Michael McCann, ao discorrer sobre um fenômeno que ele define como a mobilização do direito, faz algumas análises que podem ser aplicadas ao contexto jurídico brasileiro. Em resumo, a mobilização do direito é definida por ele como o uso das leis no sentido de realizar interesses e valores próprios. Nesse contexto, ele associa a ação dos tribunais frente a esse fenômeno, destacando os possíveis efeitos que essa interação pode surtir na sociedade.
Dentre os efeitos dessas disputas, é possível destacar um deles -o aumento da relevância da questão na agenda pública- por meio da análise da medida cautelar que determinou a suspensão de liminar do TJRJ, que pedia a suspensão da exposição de obras com conteúdo relacionado à homoafetividade na Bienal do Livro, amparada pelos Art. 78 e 79 do Estatuto da Criança e do Adolescente.

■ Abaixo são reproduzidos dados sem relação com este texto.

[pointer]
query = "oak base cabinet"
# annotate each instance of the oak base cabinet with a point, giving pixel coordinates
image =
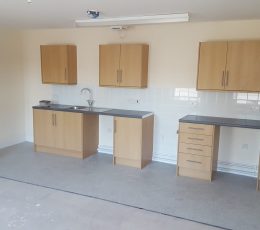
(65, 133)
(133, 141)
(197, 150)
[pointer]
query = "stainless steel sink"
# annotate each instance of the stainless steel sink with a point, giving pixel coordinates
(77, 107)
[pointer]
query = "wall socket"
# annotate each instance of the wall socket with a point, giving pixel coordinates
(133, 101)
(244, 146)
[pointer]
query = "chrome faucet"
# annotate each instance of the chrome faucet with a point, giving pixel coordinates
(90, 100)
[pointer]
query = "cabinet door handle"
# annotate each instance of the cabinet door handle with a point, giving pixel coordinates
(52, 119)
(114, 126)
(55, 119)
(117, 76)
(65, 72)
(196, 162)
(200, 150)
(121, 72)
(227, 76)
(223, 79)
(195, 139)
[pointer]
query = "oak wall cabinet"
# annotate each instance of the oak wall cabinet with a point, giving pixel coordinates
(123, 65)
(197, 150)
(133, 141)
(229, 65)
(59, 64)
(65, 133)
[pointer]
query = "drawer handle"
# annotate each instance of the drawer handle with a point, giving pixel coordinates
(195, 139)
(196, 128)
(195, 149)
(196, 162)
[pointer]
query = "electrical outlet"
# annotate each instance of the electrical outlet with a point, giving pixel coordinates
(244, 146)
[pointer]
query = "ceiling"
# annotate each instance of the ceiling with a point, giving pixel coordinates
(62, 14)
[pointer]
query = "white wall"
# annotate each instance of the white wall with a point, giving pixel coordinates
(170, 93)
(12, 113)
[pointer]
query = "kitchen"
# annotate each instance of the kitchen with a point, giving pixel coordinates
(170, 95)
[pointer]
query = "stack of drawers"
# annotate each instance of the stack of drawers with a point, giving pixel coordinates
(197, 150)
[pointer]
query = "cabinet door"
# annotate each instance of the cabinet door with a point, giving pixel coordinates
(69, 130)
(109, 56)
(44, 129)
(134, 65)
(128, 138)
(59, 64)
(243, 69)
(212, 65)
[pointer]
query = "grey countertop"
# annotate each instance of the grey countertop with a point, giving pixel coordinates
(97, 110)
(222, 121)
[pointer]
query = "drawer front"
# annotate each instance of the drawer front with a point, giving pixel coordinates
(196, 128)
(201, 150)
(195, 139)
(186, 160)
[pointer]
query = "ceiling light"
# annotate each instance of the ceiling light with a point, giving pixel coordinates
(166, 18)
(93, 13)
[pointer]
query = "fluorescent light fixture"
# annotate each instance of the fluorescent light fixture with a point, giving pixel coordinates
(165, 18)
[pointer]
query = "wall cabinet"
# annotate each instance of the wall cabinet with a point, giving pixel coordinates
(65, 133)
(197, 150)
(123, 65)
(133, 141)
(229, 65)
(59, 64)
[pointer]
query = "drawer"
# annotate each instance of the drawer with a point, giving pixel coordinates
(196, 128)
(201, 150)
(195, 139)
(186, 160)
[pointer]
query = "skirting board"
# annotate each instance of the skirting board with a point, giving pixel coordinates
(229, 167)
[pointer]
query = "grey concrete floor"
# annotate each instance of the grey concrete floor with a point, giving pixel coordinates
(230, 201)
(28, 207)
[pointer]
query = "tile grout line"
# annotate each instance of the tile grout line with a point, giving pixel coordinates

A partir da leitura deles, é possível observar como seu conteúdo foi utilizado como instrumento para favorecer valores pessoais e subjetivos. Seguindo a perspectiva de McCann, esse acontecimento é um exemplo em que conflitos relacionados a interesses, como os familiares e religiosos, são deslocados para âmbitos mais formais, como os tribunais.

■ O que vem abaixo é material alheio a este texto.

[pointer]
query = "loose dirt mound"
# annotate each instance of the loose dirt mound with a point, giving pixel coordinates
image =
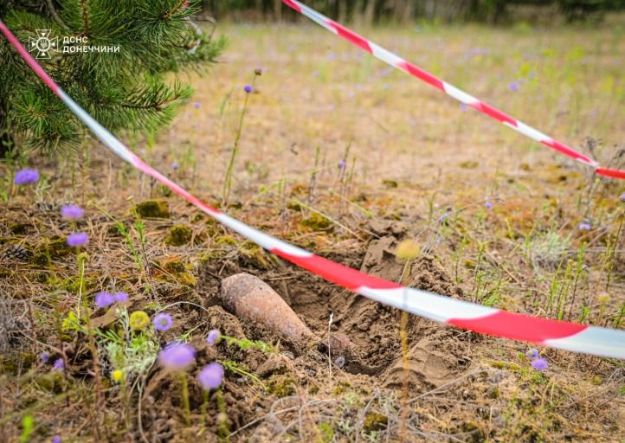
(437, 354)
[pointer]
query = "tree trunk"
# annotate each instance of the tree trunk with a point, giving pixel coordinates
(277, 9)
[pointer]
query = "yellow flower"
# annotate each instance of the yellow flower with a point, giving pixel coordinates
(408, 250)
(138, 320)
(117, 375)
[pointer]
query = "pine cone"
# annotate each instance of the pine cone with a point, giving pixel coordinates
(17, 253)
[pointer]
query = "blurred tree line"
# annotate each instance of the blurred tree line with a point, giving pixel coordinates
(375, 11)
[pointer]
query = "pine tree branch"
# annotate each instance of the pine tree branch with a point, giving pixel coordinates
(85, 16)
(55, 15)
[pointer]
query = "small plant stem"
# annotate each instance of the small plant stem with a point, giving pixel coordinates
(403, 336)
(82, 260)
(83, 171)
(204, 408)
(222, 419)
(235, 150)
(91, 343)
(313, 177)
(184, 386)
(329, 343)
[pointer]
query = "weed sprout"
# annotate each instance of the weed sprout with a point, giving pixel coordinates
(162, 322)
(211, 376)
(177, 356)
(72, 212)
(213, 337)
(104, 299)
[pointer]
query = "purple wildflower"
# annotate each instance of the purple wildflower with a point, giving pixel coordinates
(104, 299)
(120, 297)
(77, 239)
(514, 86)
(540, 364)
(532, 353)
(162, 322)
(211, 376)
(72, 212)
(213, 337)
(26, 176)
(177, 356)
(58, 365)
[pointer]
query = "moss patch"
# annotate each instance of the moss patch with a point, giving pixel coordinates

Naturalmente, esse requerimento gerou repercussão quanto aos valores invocados por eles, em que a homoafetividade era abordada como tema “impróprio” a crianças e adolescentes, segundo o Art. 78, e contra os “valores éticos e sociais da família”, segundo o Art. 79. Dessa forma, é possível observar como a mobilização do direito foi utilizada para favorecer interesses específicos e, por consequência, mobilizar a sociedade quanto ao uso dessa ferramenta.
Essa situação gerou uma contramobilização, também prevista por McCann: a medida cautelar suspendeu a liminar, invocando princípios de igualdade, liberdade de expressão artística e direito à informação, após considerar discriminação a categorização da homoafetividade como conteúdo impróprio, para assim fazer uso do conteúdo do ECA como ferramenta de denúncia. Fica evidente, a partir disso, como a análise do autor se manifesta na prática, tanto quanto à ação dos tribunais, como à reação causada pela interação entre os tribunais e a mobilização do direito, que foi o questionamento do público sobre o requerimento de proibição de obras que, na prática, não apresentam conteúdo ilícito -e nem mesmo incitação a ele.
Medida cautelar citada: https://drive.google.com/file/d/1QkdTaKxN9lCynDPMQ_6tJy2ReKnRFIh4/view?usp=sharing
Ana Clara Alves Gasparotto - Direito Matutino - 2º semestre (Turma XXXVIII)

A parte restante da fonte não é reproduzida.